Neste panorama de pressões recorrentes e desgaste, ela conta que sua saúde é afetada. Em março deste ano, ela chegou a ser excluída da corporação e relata que, mesmo tendo um prazo de 24 horas para entregar o que estava na posse dela “o oficial de dia, tenente Eberton na época, falou que o major Gaudêncio deu ordem para que fossem até a minha casa recolher tudo o que eu tinha da PMPA, mas acontece que eu não estava em casa e foram lá falar diretamente com meus pais…nem me deram a oportunidade de eu ir falar com minha família sobre o que estava se passando comigo…minha mãe quase infarta , ela é hipertensa , e achou que eu tivesse morrido por estarem indo recolher minhas coisas”.

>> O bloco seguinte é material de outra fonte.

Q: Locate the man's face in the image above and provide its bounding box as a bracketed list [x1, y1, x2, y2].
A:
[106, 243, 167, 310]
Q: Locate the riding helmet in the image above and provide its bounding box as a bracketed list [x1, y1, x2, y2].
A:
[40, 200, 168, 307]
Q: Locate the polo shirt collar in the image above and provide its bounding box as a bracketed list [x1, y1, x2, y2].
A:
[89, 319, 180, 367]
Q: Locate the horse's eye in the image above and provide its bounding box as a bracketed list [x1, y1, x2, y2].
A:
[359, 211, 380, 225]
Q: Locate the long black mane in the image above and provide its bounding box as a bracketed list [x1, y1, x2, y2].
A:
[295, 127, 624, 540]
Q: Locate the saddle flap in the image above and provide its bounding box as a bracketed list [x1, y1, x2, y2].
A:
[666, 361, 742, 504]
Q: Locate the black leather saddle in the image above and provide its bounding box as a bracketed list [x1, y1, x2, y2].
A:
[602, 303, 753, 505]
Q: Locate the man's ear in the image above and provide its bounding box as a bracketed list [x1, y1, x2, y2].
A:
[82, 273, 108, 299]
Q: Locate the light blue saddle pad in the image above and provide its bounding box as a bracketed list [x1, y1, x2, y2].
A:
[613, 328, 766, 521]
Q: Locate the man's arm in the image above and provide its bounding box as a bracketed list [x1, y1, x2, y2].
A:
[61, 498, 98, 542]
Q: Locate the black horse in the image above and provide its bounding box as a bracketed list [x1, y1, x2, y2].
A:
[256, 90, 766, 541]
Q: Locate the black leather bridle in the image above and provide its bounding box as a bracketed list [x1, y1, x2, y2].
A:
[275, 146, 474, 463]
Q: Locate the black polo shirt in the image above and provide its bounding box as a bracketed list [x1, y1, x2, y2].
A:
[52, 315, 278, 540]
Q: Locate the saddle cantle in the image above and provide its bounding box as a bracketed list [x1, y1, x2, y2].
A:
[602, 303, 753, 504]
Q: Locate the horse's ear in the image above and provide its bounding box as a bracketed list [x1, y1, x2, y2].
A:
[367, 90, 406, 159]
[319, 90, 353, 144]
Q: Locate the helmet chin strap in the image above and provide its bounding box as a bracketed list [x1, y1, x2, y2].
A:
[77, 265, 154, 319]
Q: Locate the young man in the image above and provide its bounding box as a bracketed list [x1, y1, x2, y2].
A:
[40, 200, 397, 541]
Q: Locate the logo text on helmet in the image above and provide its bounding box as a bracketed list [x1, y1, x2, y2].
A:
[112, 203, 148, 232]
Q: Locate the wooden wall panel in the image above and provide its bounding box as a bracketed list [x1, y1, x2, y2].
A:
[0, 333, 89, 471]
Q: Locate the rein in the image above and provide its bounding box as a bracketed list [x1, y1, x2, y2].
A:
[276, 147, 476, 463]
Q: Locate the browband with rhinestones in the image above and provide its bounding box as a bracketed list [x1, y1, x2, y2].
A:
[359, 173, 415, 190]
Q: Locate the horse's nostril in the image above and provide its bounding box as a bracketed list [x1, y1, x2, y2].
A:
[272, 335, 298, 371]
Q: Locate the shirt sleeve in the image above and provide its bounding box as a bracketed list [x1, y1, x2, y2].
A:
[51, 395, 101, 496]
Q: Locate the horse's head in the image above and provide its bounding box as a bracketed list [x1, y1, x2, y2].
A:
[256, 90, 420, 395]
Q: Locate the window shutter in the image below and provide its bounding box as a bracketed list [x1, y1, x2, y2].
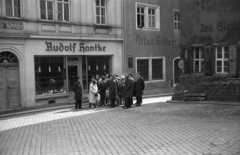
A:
[228, 45, 237, 77]
[204, 46, 214, 75]
[184, 47, 193, 74]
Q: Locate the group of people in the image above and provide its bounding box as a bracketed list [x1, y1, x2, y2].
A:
[73, 73, 145, 110]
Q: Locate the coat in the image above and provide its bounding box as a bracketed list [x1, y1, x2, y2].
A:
[135, 76, 145, 97]
[98, 81, 107, 98]
[109, 80, 117, 98]
[73, 81, 83, 100]
[125, 77, 134, 98]
[88, 83, 98, 104]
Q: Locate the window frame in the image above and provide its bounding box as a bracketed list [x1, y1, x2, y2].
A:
[39, 0, 55, 21]
[135, 2, 160, 31]
[215, 45, 230, 74]
[3, 0, 23, 19]
[193, 46, 205, 73]
[173, 9, 180, 32]
[135, 57, 166, 82]
[95, 0, 108, 25]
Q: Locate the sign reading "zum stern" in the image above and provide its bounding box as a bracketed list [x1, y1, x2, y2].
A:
[45, 42, 106, 53]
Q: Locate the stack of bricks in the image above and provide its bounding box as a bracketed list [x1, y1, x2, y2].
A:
[172, 75, 240, 101]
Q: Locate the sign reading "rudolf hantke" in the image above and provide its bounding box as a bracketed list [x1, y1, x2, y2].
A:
[45, 42, 106, 53]
[136, 35, 176, 46]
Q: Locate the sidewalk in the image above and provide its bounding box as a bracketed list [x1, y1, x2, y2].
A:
[0, 93, 173, 118]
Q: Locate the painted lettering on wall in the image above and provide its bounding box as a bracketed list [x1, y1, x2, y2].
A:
[136, 35, 176, 46]
[200, 21, 240, 33]
[45, 42, 106, 53]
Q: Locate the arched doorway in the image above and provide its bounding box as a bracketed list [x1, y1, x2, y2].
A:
[173, 57, 182, 86]
[0, 51, 20, 110]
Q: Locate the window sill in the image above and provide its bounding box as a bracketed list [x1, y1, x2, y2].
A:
[35, 93, 68, 101]
[93, 24, 112, 30]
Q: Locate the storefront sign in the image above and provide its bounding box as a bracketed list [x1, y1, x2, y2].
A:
[200, 21, 240, 33]
[0, 20, 24, 30]
[45, 42, 106, 53]
[136, 35, 176, 46]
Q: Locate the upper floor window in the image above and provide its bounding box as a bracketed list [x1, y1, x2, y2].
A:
[5, 0, 21, 18]
[57, 0, 70, 21]
[136, 3, 160, 30]
[173, 10, 180, 30]
[40, 0, 53, 20]
[215, 46, 229, 73]
[193, 47, 204, 72]
[96, 0, 106, 25]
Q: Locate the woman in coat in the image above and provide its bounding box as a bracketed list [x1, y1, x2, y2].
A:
[89, 80, 98, 108]
[73, 77, 83, 110]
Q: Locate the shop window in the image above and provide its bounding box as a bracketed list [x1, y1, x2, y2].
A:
[136, 57, 165, 81]
[136, 3, 160, 30]
[128, 57, 133, 68]
[5, 0, 21, 18]
[40, 0, 53, 20]
[193, 47, 205, 72]
[152, 59, 163, 80]
[34, 57, 67, 95]
[173, 10, 180, 31]
[57, 0, 70, 21]
[215, 46, 229, 73]
[137, 60, 149, 80]
[96, 0, 106, 25]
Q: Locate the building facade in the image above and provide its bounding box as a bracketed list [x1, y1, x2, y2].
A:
[124, 0, 182, 94]
[0, 0, 124, 110]
[180, 0, 240, 77]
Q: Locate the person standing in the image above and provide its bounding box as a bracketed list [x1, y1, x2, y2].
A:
[98, 76, 107, 106]
[123, 75, 134, 109]
[73, 77, 83, 110]
[89, 80, 98, 108]
[109, 75, 117, 108]
[135, 72, 145, 106]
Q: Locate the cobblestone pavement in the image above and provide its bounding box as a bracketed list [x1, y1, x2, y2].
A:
[0, 98, 240, 155]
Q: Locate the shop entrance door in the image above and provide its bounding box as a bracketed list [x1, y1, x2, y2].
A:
[0, 52, 20, 110]
[0, 67, 20, 110]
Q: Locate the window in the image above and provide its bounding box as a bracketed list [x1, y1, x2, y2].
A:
[148, 9, 155, 28]
[34, 57, 67, 95]
[193, 47, 204, 72]
[136, 3, 160, 30]
[57, 0, 70, 21]
[215, 46, 229, 73]
[173, 10, 180, 30]
[136, 57, 165, 81]
[5, 0, 21, 18]
[96, 0, 106, 25]
[40, 0, 53, 20]
[137, 60, 149, 81]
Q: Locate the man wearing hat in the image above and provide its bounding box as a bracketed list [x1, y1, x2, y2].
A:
[73, 77, 83, 110]
[109, 75, 117, 108]
[135, 72, 145, 106]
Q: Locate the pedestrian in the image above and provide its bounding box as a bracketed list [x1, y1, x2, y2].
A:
[109, 75, 117, 108]
[119, 75, 125, 105]
[135, 72, 145, 106]
[73, 77, 83, 110]
[98, 76, 107, 106]
[89, 79, 98, 108]
[123, 75, 134, 109]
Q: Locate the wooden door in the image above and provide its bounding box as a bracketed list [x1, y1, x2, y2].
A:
[0, 67, 7, 110]
[6, 67, 20, 109]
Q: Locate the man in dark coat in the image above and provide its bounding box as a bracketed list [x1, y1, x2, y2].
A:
[98, 76, 107, 106]
[109, 75, 117, 108]
[73, 77, 83, 110]
[123, 75, 134, 108]
[135, 73, 145, 106]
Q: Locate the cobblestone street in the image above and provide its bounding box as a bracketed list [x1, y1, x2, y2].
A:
[0, 98, 240, 155]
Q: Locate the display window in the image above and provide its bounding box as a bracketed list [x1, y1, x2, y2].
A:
[34, 56, 67, 95]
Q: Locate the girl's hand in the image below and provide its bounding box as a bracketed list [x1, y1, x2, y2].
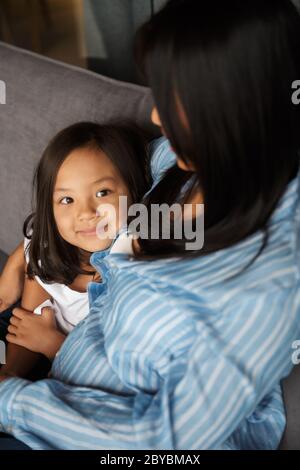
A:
[6, 307, 65, 360]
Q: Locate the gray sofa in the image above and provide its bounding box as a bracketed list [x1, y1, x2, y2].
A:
[0, 43, 300, 449]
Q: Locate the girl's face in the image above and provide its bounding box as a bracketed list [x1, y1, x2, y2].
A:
[53, 148, 131, 252]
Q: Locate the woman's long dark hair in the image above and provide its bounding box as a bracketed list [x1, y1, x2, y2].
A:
[23, 121, 152, 285]
[135, 0, 300, 257]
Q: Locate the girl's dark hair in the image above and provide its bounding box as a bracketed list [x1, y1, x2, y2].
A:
[135, 0, 300, 257]
[23, 121, 152, 285]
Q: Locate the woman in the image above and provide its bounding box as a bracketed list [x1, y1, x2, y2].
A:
[0, 0, 300, 449]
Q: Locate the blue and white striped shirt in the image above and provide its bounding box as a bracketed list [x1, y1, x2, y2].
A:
[0, 139, 300, 449]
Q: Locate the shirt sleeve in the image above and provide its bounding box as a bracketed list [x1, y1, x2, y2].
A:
[0, 322, 286, 450]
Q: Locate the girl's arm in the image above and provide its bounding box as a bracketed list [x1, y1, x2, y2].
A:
[0, 266, 56, 377]
[0, 242, 25, 313]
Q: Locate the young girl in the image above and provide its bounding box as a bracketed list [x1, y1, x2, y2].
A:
[1, 122, 151, 376]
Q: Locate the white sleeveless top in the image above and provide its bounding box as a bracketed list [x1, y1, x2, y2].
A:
[24, 238, 89, 334]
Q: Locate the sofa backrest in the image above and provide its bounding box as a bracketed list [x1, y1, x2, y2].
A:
[0, 42, 156, 253]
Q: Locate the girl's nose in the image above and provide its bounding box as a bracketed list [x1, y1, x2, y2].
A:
[78, 202, 97, 220]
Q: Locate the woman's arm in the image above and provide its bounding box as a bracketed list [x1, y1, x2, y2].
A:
[0, 242, 25, 313]
[0, 264, 50, 377]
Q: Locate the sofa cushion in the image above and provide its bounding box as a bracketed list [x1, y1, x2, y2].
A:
[0, 42, 156, 253]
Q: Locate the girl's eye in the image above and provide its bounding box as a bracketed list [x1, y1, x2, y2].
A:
[96, 189, 110, 197]
[59, 196, 73, 205]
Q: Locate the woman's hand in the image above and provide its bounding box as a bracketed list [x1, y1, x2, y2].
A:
[6, 307, 65, 360]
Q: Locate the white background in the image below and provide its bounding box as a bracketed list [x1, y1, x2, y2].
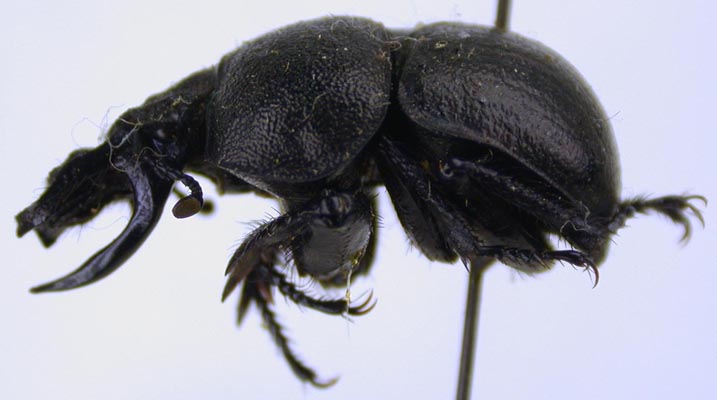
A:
[0, 0, 717, 400]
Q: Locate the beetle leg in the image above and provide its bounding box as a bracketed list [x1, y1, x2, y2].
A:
[608, 195, 707, 242]
[439, 158, 606, 236]
[379, 136, 597, 276]
[265, 268, 376, 315]
[240, 266, 338, 388]
[222, 213, 305, 301]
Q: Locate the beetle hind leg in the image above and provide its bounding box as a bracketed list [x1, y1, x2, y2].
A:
[372, 137, 597, 277]
[608, 195, 707, 242]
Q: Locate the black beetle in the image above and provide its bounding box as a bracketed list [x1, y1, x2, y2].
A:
[18, 0, 699, 396]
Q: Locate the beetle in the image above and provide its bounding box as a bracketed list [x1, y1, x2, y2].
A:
[18, 0, 699, 394]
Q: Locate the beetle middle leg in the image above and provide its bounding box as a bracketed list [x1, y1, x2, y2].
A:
[222, 190, 375, 387]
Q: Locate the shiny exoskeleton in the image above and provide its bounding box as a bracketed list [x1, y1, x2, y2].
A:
[17, 17, 704, 386]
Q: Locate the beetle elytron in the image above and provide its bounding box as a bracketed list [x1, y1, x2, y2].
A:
[16, 0, 704, 394]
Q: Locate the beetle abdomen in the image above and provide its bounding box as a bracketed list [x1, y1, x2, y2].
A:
[207, 17, 391, 184]
[398, 23, 620, 216]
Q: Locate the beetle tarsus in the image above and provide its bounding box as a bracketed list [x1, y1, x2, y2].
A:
[609, 195, 707, 242]
[247, 272, 338, 388]
[264, 268, 376, 316]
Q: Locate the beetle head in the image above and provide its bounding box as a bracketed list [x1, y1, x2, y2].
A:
[16, 98, 202, 292]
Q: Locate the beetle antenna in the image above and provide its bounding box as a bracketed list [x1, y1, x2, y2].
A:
[495, 0, 510, 31]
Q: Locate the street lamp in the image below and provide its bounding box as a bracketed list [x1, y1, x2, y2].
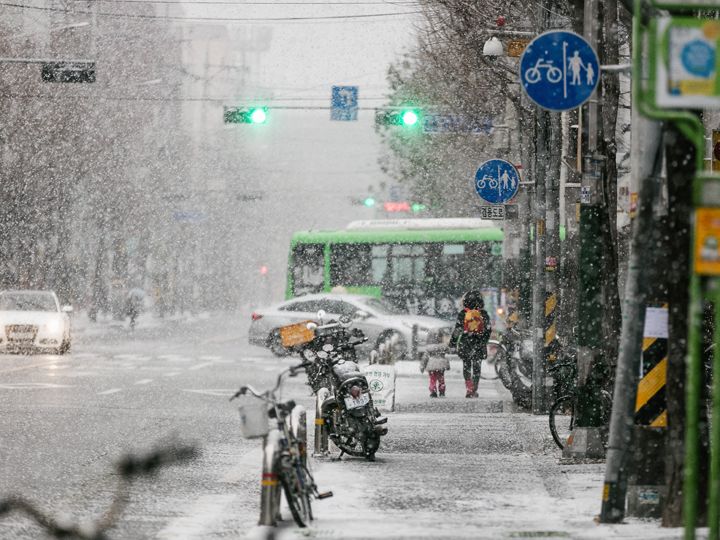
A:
[483, 36, 505, 56]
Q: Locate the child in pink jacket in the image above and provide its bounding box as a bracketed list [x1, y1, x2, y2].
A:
[420, 353, 450, 397]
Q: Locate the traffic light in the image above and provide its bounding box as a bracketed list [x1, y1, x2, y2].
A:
[375, 107, 422, 128]
[410, 203, 427, 212]
[223, 106, 268, 124]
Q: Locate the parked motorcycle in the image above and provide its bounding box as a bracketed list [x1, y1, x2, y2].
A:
[301, 312, 387, 461]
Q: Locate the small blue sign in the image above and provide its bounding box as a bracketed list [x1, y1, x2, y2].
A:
[330, 86, 358, 122]
[475, 159, 520, 204]
[680, 39, 715, 79]
[520, 30, 600, 111]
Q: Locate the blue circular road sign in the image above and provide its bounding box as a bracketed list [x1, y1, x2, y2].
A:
[520, 30, 600, 111]
[475, 159, 520, 204]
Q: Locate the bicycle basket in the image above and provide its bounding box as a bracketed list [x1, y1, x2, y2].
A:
[280, 321, 315, 347]
[238, 400, 269, 439]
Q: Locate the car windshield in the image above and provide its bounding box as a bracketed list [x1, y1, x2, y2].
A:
[0, 293, 57, 311]
[362, 298, 407, 315]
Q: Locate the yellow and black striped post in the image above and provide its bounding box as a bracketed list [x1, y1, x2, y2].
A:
[635, 337, 668, 428]
[627, 304, 668, 517]
[544, 293, 557, 354]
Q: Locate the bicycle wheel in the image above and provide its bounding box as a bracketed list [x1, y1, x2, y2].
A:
[480, 339, 503, 381]
[280, 456, 312, 527]
[549, 394, 575, 450]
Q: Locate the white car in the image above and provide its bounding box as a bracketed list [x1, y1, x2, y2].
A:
[248, 294, 452, 358]
[0, 291, 72, 354]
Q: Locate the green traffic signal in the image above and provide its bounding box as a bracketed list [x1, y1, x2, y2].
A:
[375, 108, 422, 128]
[400, 109, 420, 126]
[223, 106, 268, 124]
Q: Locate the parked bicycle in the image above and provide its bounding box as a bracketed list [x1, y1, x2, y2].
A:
[487, 327, 533, 408]
[230, 362, 332, 527]
[0, 445, 199, 540]
[548, 355, 612, 450]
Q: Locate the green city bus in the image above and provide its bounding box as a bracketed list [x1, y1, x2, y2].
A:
[286, 218, 503, 317]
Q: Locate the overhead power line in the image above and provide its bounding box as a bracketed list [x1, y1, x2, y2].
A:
[0, 94, 394, 105]
[88, 0, 420, 7]
[0, 2, 421, 22]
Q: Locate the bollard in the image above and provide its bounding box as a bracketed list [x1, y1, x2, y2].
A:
[313, 388, 330, 457]
[258, 429, 280, 527]
[290, 405, 307, 466]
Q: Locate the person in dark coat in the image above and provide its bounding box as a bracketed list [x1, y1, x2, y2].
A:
[450, 291, 492, 398]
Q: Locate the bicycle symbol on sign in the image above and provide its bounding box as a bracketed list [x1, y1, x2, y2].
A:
[477, 174, 500, 189]
[525, 58, 563, 84]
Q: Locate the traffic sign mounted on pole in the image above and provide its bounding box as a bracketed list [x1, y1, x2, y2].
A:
[651, 17, 720, 109]
[475, 159, 520, 204]
[330, 86, 358, 122]
[520, 30, 600, 111]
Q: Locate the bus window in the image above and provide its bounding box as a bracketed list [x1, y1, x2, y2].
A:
[390, 244, 425, 283]
[370, 244, 390, 284]
[293, 244, 325, 296]
[330, 244, 371, 286]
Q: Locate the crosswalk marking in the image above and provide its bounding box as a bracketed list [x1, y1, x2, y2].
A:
[98, 388, 122, 396]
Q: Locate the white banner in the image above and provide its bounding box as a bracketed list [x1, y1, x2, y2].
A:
[363, 364, 397, 412]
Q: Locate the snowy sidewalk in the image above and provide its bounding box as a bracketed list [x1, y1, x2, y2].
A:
[279, 362, 682, 540]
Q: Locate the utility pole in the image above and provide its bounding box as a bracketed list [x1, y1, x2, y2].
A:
[532, 113, 549, 414]
[532, 0, 550, 414]
[563, 0, 605, 458]
[600, 115, 662, 523]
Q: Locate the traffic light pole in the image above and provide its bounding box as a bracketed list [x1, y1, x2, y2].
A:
[563, 0, 605, 458]
[532, 108, 549, 414]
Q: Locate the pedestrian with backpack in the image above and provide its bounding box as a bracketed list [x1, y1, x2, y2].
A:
[450, 291, 492, 398]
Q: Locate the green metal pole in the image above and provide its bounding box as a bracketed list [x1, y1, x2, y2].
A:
[683, 274, 702, 540]
[633, 0, 704, 540]
[708, 280, 720, 540]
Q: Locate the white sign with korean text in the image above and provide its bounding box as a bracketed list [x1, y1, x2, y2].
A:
[363, 364, 397, 412]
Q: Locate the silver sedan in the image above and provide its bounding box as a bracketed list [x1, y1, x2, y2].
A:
[248, 294, 452, 358]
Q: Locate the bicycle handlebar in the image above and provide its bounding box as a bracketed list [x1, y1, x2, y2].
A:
[229, 362, 310, 402]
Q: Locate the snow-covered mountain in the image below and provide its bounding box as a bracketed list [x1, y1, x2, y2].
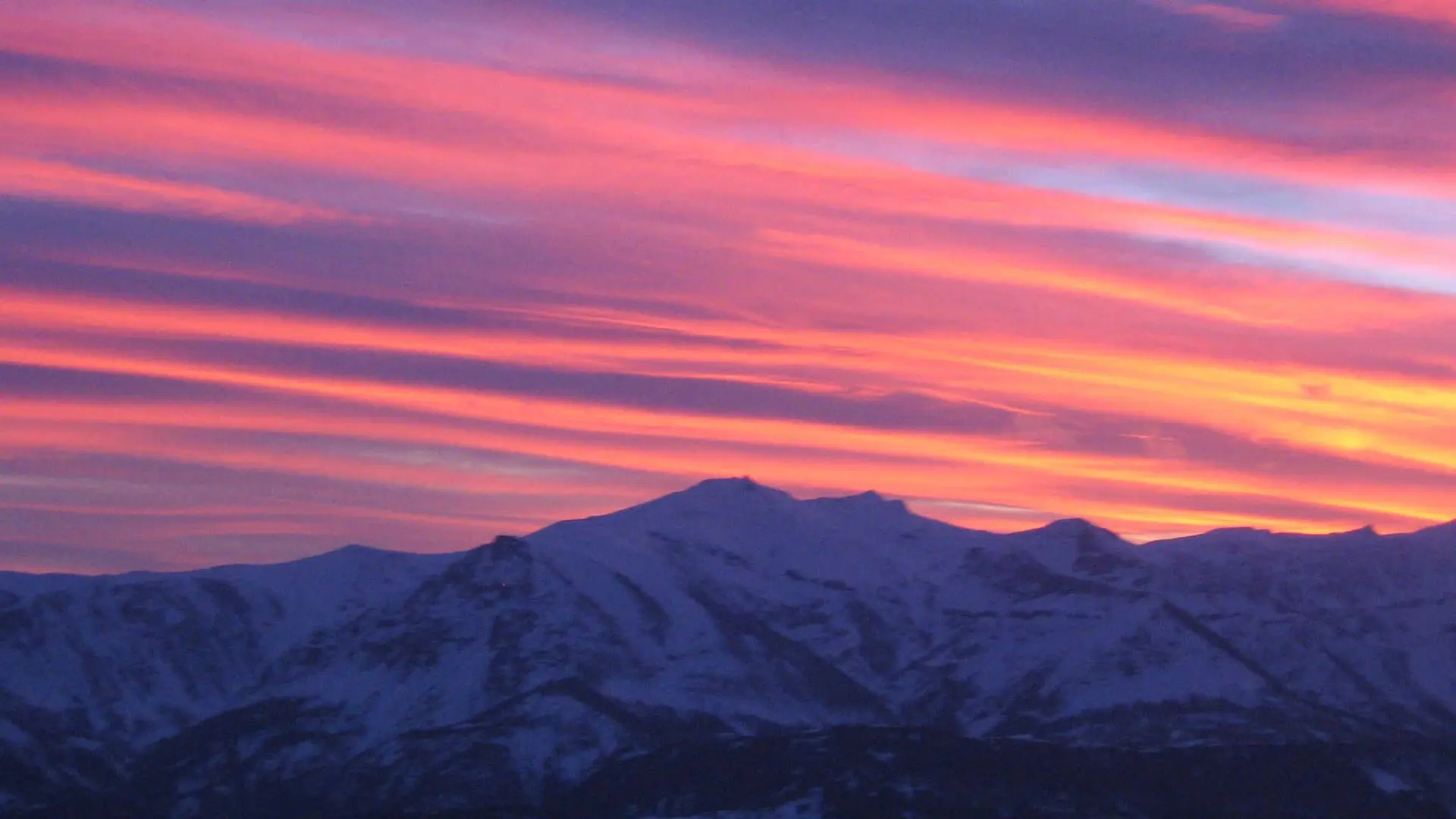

Outro fato, mais recente: na terça-feira passada, ela foi retirada aos gritos da formação na frente de todos os colegas. Um procedimento foi aberto pelo promotor militar Armando Brasil para apurar o que teria ocorrido.
O Ver-o-Fato tentou por diversas vezes contato com o major Gaudêncio para ele apresentar sua versão dos fatos narrados pela aluna e estabelecer o contraditório, mas ele não foi localizado. O espaço está aberto à manifestação do militar.
Caso recente
No dia 30 de dezembro de 2020, o Ver-o-Fato publicou uma matéria com o seguinte título: “Soldado da FAB acusa major da PM de humilhação; promotor militar apura caso”. O soldado era Kelvin Fernandes da Silva, que acusava o mesmo Major Gaudêncio de humilhá-lo, constrangê-lo e ridicularizá-lo dentro de sua sala, no quartel. O soldado da Aeronáutica estava cedido à Força Nacional de Segurança que atuava no Pará e pediu que seus superiores, em Brasília, que o tirassem com urgência do Pará por “ter medo de sofrer discriminações e retaliações”. Depois do episódio, Kelvin Fernandes da Silva, como havia pedido, deixou Belém. O caso também teria chegado ao conhecimento da Corregedoria da PM paraense.
No artigo 216-A do Código Penal Brasileiro, o crime de assédio sexual é tipificado como:“Constranger alguém com o intuito de obter vantagem ou favorecimento sexual, prevalecendo-se o agente da sua condição de superior hierárquico ou ascendência inerentes ao exercício de emprego, cargo ou função.” Enquanto que assédio moral pode ser compreendido como a exposição de pessoas a situações humilhantes e constrangedoras no ambiente de trabalho, de forma repetitiva e prolongada, no exercício de suas atividades. É uma conduta que traz danos à dignidade e à integridade do indivíduo, colocando a saúde em risco e prejudicando o ambiente de trabalho.
O Ver-o-Fato abre espaço à manifestação do major e demais citados.